You want to use it for things sort of like cron jobs even. I’m not sure on the other hand what the scaling applications will be of that, and maybe there is not, I don’t know and that’s the other thing about of course the new systems like etcd and Consul, is they are new systems, so one of my friends makes this great analogy that you are looking for the blood spatter pattern and when you start to use a new system, the blood spatter pattern around the system tells you where to be careful, and that’s the bug report and the stories and the war stories that come out either in talks or in blog posts or in mailing lists about “I was using the system and like accidentally this client started doing this thing and the system just went haywire” and sometimes the answer to that is: “Don’t do that thing, it’s not a big we can fix, you just need to not do that thing”.

And so the newer systems, etcd and Consul, they don’t have that blood spatter pattern quite as clear yet. I haven't looked at Console but I couldn’t find any good benchmarks for example on etcd, like what is the performance or the performance restrictions for doing this type of system - I don’t know, I know people are working on it, but that’s I think another one of the trade-offs here, I do believe fundamentally that HTTP has got to have some consequences, that can't be a free choice, I could be wrong.


3. You mentioned that Chubby paper by Google, so if people want to be, want to look at interesting papers or interesting things to read in that area, what else would you recommend?
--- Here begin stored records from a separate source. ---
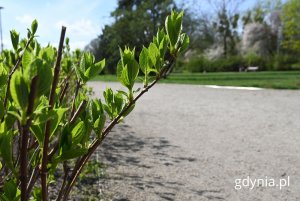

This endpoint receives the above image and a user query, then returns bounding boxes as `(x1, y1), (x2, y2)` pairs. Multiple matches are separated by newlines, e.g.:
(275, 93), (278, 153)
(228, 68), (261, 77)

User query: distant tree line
(86, 0), (300, 73)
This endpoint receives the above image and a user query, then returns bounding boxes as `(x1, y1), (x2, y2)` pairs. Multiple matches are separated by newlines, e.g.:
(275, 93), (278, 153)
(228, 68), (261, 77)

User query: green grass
(94, 71), (300, 89)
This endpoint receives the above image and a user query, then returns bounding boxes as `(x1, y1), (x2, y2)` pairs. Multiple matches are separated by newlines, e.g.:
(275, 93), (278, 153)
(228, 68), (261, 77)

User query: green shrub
(0, 12), (189, 201)
(273, 54), (299, 70)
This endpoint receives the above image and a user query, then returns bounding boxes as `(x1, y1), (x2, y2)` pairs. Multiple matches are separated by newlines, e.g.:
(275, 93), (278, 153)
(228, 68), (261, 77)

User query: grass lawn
(94, 71), (300, 89)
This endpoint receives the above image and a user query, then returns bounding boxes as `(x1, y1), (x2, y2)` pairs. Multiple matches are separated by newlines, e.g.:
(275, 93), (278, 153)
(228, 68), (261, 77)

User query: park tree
(86, 0), (176, 73)
(209, 0), (240, 56)
(281, 0), (300, 54)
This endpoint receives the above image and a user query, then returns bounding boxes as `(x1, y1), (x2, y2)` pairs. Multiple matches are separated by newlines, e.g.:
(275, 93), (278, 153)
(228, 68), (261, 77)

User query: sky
(0, 0), (278, 49)
(0, 0), (117, 49)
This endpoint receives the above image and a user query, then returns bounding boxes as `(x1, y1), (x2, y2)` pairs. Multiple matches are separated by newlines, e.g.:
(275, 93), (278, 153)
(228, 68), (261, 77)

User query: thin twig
(70, 80), (81, 119)
(59, 82), (69, 104)
(70, 100), (87, 124)
(56, 161), (70, 201)
(41, 26), (66, 201)
(63, 56), (175, 201)
(20, 76), (38, 201)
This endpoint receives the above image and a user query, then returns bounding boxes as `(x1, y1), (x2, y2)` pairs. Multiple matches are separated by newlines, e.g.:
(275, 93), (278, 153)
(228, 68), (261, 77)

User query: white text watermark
(234, 176), (290, 190)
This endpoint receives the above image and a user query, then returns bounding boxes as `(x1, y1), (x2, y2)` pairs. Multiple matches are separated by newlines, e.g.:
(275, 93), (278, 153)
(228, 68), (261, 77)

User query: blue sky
(0, 0), (282, 49)
(0, 0), (116, 49)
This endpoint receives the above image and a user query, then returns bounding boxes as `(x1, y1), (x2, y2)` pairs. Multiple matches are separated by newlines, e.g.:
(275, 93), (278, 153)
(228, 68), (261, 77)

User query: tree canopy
(87, 0), (176, 73)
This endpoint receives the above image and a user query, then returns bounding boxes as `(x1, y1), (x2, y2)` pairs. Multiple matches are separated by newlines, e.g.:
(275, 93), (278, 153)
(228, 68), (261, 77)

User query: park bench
(245, 66), (259, 72)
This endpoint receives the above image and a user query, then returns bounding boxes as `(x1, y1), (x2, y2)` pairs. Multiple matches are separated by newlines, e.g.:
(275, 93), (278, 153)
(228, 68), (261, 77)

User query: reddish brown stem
(20, 76), (38, 201)
(63, 56), (175, 201)
(41, 26), (66, 201)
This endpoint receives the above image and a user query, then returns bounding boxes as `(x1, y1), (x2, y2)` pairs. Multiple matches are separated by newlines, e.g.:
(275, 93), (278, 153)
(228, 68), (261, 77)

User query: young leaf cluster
(0, 11), (189, 201)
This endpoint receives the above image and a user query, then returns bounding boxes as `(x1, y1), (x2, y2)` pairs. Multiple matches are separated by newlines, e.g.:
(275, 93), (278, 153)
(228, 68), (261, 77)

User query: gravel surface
(89, 82), (300, 201)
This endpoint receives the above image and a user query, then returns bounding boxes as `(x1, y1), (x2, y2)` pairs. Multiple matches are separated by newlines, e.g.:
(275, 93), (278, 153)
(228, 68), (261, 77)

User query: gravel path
(89, 82), (300, 201)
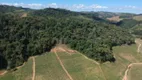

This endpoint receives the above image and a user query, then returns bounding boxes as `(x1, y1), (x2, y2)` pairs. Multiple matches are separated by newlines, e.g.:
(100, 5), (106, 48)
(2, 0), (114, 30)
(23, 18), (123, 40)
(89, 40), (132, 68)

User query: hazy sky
(0, 0), (142, 13)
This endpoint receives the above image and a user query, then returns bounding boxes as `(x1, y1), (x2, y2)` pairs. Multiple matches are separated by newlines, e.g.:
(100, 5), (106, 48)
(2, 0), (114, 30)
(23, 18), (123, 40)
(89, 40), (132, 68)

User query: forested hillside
(0, 6), (134, 69)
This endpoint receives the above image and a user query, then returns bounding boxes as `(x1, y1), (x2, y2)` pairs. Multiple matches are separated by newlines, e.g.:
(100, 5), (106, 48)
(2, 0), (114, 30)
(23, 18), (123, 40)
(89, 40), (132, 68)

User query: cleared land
(0, 59), (32, 80)
(0, 39), (142, 80)
(133, 16), (142, 21)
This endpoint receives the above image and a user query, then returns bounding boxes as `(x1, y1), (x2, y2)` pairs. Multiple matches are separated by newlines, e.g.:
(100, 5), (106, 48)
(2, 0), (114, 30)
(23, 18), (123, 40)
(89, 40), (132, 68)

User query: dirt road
(54, 47), (73, 80)
(122, 40), (142, 80)
(0, 71), (7, 76)
(32, 57), (35, 80)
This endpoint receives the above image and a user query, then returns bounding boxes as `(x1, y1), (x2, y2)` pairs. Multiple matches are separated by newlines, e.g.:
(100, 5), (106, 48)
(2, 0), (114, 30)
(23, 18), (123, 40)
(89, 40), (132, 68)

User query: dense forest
(0, 6), (134, 69)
That’s a good question actually, so there is a book on running ZooKeeper, I have to admit it I have not actually read it, but some of the fellow ZooKeepers, Flavio and I forget, maybe Ben Reed wrote that book, so I think if you are interested in running ZooKeeper, certainly it’s an O'Reilly book, it’s a good book to read. There are papers, so ZAB has a paper, so that's the ZooKeeper Atomic Broadcast is the protocol that we actually use inside of ZooKeeper to do our consensus, so obviously Paxos is the originally consensus protocol, Leslie Lamport, years and years ago, and it’s also famously difficult to understand.

ZAB is still pretty difficult to understand, it’s a little bit simpler, makes some simplifying assumptions by virtue in fact it uses TCP, so TCP provides some nice simplifying assumptions but it’s still fairly complicated. And there are a few papers that are related to ZooKeeper out there if you search the academic literature you can find them, then the newest hotness in consensus is of course Raft which was written, partly, to be understandable, it was written partly because Paxos and even ZAB are so difficult to wrap your head around because they are very complex protocols, so the author of the Raft, Diego [Ongaro], out of Stanford I believe, he was actually at this conference last year I believe talking about his work, and he went to great lengths to create an algorithm that is still correct but that people could understand and they actually tested that, he actually taught the two different algorithms to students and then tested them to see which one they could remember more easily and they could remember Raft much more easily which is really exciting so you’ve seen a lot of people adopt that Raft algorithm and start implementing it in systems, so again etcd and Consul and people have implementations of it in all kinds of languages which is very interesting, so if you are interested in the general problem of consensus and the algorithms around it, I think that there is a plenty of literature out there, I think there is a little bit less literature about the implementing of the actual system themselves, and that’s why I love that Chubby paper so much because I’m not an academic, I’m an engineer, I really like to hear about the actual real world trade-offs that people have to make when building these systems and the surprising things that you learn when you put a new system in the hands of a giant team of developers as they did at Google, so I don’t know any other papers like that off the top of my head, I’m sure they exist.

Werner: So hearing this I should ditch the Paxos paper and go straight for Raft.

Well I think there is nothing, it’s good to learn the classics, you know and it maybe that if you read Raft first you would have a basic sort of fundamental understanding of what consensus really means that could actually make Paxos easier to understand, so maybe you should just try reading them in that order.

Werner: Ok, that’s a good tip, so we’ll all do that, and thank you Camille!

Thank you very much!

May 25, 2015